Pharmacist understanding.

Attitudes

Table 2 contains the eight questions related to attitudes regarding pharmacogenetic testing. There were five possible responses for each question ranging from 1: not likely to 5: very likely for questions 1, 3, 5, and 7, 1=not concerned to 5: very concerned for questions 2 and 4 and 1: not comfortable to 5: very comfortable for questions 6 and 8. The response to questions 2 and 4 were reverse coded so that larger values for all eight questions corresponded to more positive attitudes. A total positive attitude score was then computed as the average of the eight attitude questions. Cronbach's α for this attitude scale was acceptable at 0.71. PharmD and BSc in pharmacy degree recipients did not significantly differ in mean total positive attitude score or in mean values for each of the eight attitude questions. Similarly, when comparing pharmacists with prescribing privileges versus those without prescribing privileges, the mean positive attitude score and mean values for the eight questions did not differ significantly. Respondents serving as educators were not significantly different than noneducators in mean total positive attitude score but were significantly more comfortable having genetic information incorporated into the determination of their patient's initial warfarin dose (question 6). Mean total positive attitude increased with self-reported level of knowledge of genetics. For questions 2, 5, 6 and 8, the mean values for the individual questions increased with increased with self-reported knowledge. The mean total positive attitude score also increased with self-reported level of knowledge of pharmacogenetic testing.
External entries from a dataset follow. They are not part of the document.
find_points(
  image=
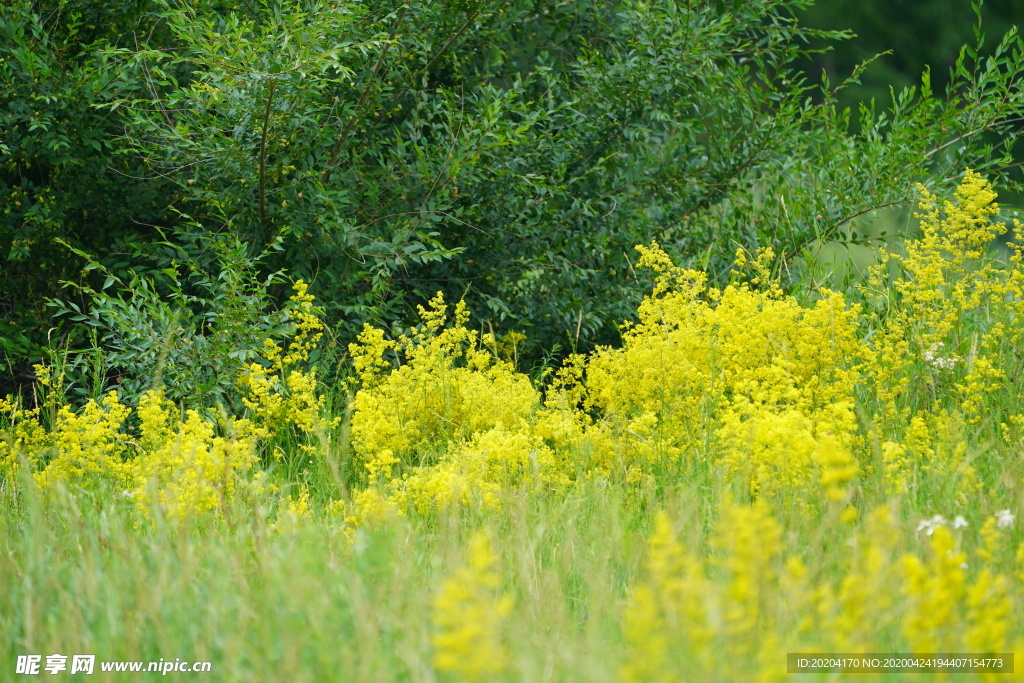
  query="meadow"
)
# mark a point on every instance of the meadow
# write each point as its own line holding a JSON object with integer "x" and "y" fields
{"x": 753, "y": 472}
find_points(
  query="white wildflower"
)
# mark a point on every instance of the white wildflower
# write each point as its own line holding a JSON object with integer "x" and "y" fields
{"x": 1005, "y": 518}
{"x": 929, "y": 525}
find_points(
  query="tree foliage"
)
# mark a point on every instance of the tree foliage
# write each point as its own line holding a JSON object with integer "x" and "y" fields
{"x": 512, "y": 152}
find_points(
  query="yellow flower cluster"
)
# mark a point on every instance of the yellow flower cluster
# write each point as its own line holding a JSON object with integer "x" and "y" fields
{"x": 280, "y": 394}
{"x": 178, "y": 466}
{"x": 685, "y": 620}
{"x": 769, "y": 382}
{"x": 469, "y": 611}
{"x": 445, "y": 391}
{"x": 939, "y": 337}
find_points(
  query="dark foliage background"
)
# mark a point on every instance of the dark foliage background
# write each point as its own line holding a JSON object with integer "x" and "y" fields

Similarly, for questions 1 and 5–8, the mean score increased with self-reported knowledge.

Educational Offerings

Ninety percent (90.5%) of respondents are interested in learning more about pharmacogenetic testing (see Figure 4 for the breakdown on types of educational offerings of interest). A total of 88.0% of pharmacists with a PharmD degree and 81.5% of BSc graduates want to receive education on pharmacogenetic testing. As a group, educators want education on pharmacogenetic testing more than noneducators (93.2 vs 84.6%; p = 0.05). Unlike level of education and serving as an educator, pharmacists with and without prescribing privileges do not differ in percentage wanting education on pharmacogenetic testing.

Figure 4.

Educational offerings of interest. More than one response is allowed. Percentages are out of 728 respondents.
AHEC: Area health education center; CE: Continuing education; CME: Continuing medical education.
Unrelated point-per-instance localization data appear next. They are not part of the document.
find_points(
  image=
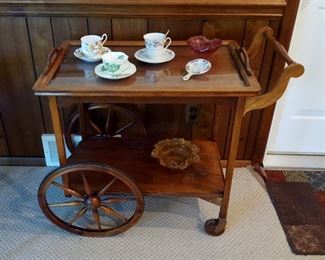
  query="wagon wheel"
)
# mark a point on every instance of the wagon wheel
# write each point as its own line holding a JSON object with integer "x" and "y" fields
{"x": 95, "y": 207}
{"x": 105, "y": 120}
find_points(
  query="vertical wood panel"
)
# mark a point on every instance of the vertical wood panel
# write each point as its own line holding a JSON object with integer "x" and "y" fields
{"x": 129, "y": 28}
{"x": 224, "y": 28}
{"x": 266, "y": 68}
{"x": 20, "y": 109}
{"x": 178, "y": 29}
{"x": 68, "y": 28}
{"x": 252, "y": 26}
{"x": 99, "y": 26}
{"x": 40, "y": 33}
{"x": 3, "y": 142}
{"x": 221, "y": 125}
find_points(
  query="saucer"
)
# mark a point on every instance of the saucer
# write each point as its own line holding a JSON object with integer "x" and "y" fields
{"x": 142, "y": 56}
{"x": 107, "y": 75}
{"x": 80, "y": 55}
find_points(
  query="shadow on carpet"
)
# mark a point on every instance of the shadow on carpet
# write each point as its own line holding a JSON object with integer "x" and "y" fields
{"x": 299, "y": 200}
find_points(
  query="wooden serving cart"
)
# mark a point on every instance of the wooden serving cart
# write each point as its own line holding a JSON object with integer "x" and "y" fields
{"x": 99, "y": 189}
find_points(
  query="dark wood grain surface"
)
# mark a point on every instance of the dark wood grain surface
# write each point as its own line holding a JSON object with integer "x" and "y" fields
{"x": 20, "y": 109}
{"x": 221, "y": 80}
{"x": 204, "y": 178}
{"x": 48, "y": 22}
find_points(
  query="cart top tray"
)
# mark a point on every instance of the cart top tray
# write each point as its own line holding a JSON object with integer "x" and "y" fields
{"x": 68, "y": 76}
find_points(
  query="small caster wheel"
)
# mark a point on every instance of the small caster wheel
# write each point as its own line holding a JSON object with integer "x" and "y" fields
{"x": 215, "y": 227}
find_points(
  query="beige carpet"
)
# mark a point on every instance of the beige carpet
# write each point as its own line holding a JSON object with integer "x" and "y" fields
{"x": 171, "y": 228}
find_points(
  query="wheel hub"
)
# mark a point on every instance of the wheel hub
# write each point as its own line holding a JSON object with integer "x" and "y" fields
{"x": 92, "y": 202}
When evaluating the interest in pharmacogenetic testing by years of practice, the 5–10 years since graduation group had the highest overall percentage of respondents interested at 92.9% versus the group with the fewest interested in education, the more than 30 years since graduation group, with 77.3% (p = 0.008). The pharmacists that identified having taken a continuing education genetics course in the past were more likely to want an educational session on pharmacogenetic testing (94.2 vs 83.4%; p = 0.005) as were those who had taken an undergraduate course in the past (92.1 vs 82,3%; p = 0.001). Pharmacists who had not had any prior genetics education were significantly less likely to want an educational session on pharmacogenetic testing (80.6 vs 89.8%).
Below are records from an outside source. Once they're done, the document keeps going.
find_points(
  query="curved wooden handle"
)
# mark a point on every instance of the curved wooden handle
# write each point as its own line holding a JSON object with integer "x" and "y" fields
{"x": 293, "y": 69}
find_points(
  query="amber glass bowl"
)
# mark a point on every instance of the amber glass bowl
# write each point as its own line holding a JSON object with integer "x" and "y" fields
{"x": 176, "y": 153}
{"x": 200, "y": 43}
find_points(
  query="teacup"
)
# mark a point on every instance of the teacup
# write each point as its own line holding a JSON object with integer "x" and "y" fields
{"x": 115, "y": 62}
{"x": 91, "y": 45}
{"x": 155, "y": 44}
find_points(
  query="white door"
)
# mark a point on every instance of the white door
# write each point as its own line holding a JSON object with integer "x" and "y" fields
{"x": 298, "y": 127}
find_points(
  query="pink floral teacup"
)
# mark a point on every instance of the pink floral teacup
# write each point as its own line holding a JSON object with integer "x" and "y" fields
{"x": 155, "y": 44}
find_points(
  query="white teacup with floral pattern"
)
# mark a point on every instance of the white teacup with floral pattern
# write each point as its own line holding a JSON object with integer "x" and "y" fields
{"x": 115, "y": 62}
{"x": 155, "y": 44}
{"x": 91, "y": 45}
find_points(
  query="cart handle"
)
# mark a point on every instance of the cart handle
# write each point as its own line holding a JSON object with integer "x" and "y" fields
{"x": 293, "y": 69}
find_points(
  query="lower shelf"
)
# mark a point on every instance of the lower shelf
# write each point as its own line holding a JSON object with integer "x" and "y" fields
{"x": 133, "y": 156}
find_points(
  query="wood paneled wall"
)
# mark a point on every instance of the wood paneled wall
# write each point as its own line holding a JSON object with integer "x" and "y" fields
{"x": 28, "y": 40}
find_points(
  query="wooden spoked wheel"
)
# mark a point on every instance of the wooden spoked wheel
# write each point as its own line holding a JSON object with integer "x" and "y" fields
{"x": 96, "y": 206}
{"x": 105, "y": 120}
When reviewing the types of pharmacogenetics education that respondents want, the PharmDs prefer web-based continuing medical education more than BSc graduates (58.3 vs 42.5%; p < 0.001). The preference for web-based continuing medical education also significantly decreased with increased years in practice (61.4% for 0–4 years, 64.3% for 5–10 years, 51.6% with 10–19 years, 46.4% for 20–29 years and 38.7% for 30 or more years; p < 0.001).